Kitsap County Jail lays off nine deputies after state cancels contract
December 14, 2009 · Updated 10:50 AM
The Kitsap County Jail has handed layoff notices to nine deputies, stating that some or all of them will no longer have their jobs after Dec. 31.
Like all county departments, the Sheriff’s Office has felt increasing pressure to cut budgets and operate within its means.
The department was in step with the rest of the county, but was dealt a severe blow last month when the Washington State Department of Corrections canceled a $430,000 contract to reserve a certain number of beds.
“We have exhausted all possibilities of curtailing expenses,” said Sheriff’s Deputy Scott Wilson. “The loss of revenue forced us to cut certain positions.
Wilson said the number of layoffs has yet to be determined, but would most likely be no less than six and no more than nine.
The layoff decisions are based on seniority, and the affected deputies have already received notification.
“We rely on outside sources for a lot of our revenue,” said acting assistant budget director Susanne Yost. “The loss of the DOC contract caused a ripple effect, which left us no other choice but to make the cuts.”
Yost said the cuts would proceed unless another source of revenue is discovered.
“This is very difficult,” she said, “but there are no alternatives.”
The jail has already implemented several cost-cutting measures, including reducing the food budget, closing the work release program, cutting back on visiting hours and reassignment of administrative personnel to jail operations.
It has also increased revenue generation with the increase of service fees, such as those for home monitoring.
At Monday’s Kitsap County commissioners’ meeting, two deputies made public statements about the importance of maintaining full strength in the jail, and spoke out against the cutbacks.
Both Deputy Terry Cousins and Lt. Genie Elton said they made the decision to testify in front of the commissioners on their own and were not directed to do so by the sheriff’s administration.

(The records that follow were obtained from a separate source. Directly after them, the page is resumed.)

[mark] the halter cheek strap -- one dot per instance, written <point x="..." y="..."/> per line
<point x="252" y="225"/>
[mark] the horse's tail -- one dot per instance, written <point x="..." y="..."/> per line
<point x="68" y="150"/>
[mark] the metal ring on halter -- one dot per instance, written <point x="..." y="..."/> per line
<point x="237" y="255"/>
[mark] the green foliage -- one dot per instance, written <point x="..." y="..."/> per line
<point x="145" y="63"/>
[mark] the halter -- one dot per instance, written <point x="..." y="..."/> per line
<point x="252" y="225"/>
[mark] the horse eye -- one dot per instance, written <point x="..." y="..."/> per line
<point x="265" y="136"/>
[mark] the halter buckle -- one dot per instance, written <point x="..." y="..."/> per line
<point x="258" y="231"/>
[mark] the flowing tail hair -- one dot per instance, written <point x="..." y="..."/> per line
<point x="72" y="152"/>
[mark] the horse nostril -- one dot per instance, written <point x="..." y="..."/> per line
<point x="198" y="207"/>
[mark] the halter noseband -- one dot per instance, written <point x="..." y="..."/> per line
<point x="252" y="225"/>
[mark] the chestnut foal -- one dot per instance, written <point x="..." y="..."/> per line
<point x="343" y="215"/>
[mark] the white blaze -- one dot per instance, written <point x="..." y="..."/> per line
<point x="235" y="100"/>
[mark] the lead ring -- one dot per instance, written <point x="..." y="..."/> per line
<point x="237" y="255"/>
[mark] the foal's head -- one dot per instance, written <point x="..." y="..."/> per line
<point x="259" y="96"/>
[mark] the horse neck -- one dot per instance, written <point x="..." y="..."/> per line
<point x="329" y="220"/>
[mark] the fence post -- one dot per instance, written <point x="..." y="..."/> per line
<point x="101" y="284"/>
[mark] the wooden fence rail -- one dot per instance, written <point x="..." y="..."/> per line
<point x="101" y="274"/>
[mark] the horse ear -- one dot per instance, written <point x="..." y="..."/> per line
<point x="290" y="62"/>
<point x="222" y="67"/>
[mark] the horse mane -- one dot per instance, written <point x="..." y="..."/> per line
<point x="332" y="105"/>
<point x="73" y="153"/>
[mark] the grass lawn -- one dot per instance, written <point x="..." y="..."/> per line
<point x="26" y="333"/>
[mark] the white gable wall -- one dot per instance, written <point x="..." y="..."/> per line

“If we shrink our staff and close areas that house offenders, the county will suffer greatly,” Elton said. “As a citizen, I am counting on the fact that if I call 911 for help that a deputy will respond to my home and there will be funds to complete the investigation and incarcerate the assailant.”
While the county administration has consistently stated that sacrifices must be made across the board, Monday’s testimony cautioned against supporting unfunded mandates at the expense of law enforcement.
“I have heard we have 43 parks in the county,” Cousins said. “I think it is more important to maintain the jail staff than to keep all these parks open.”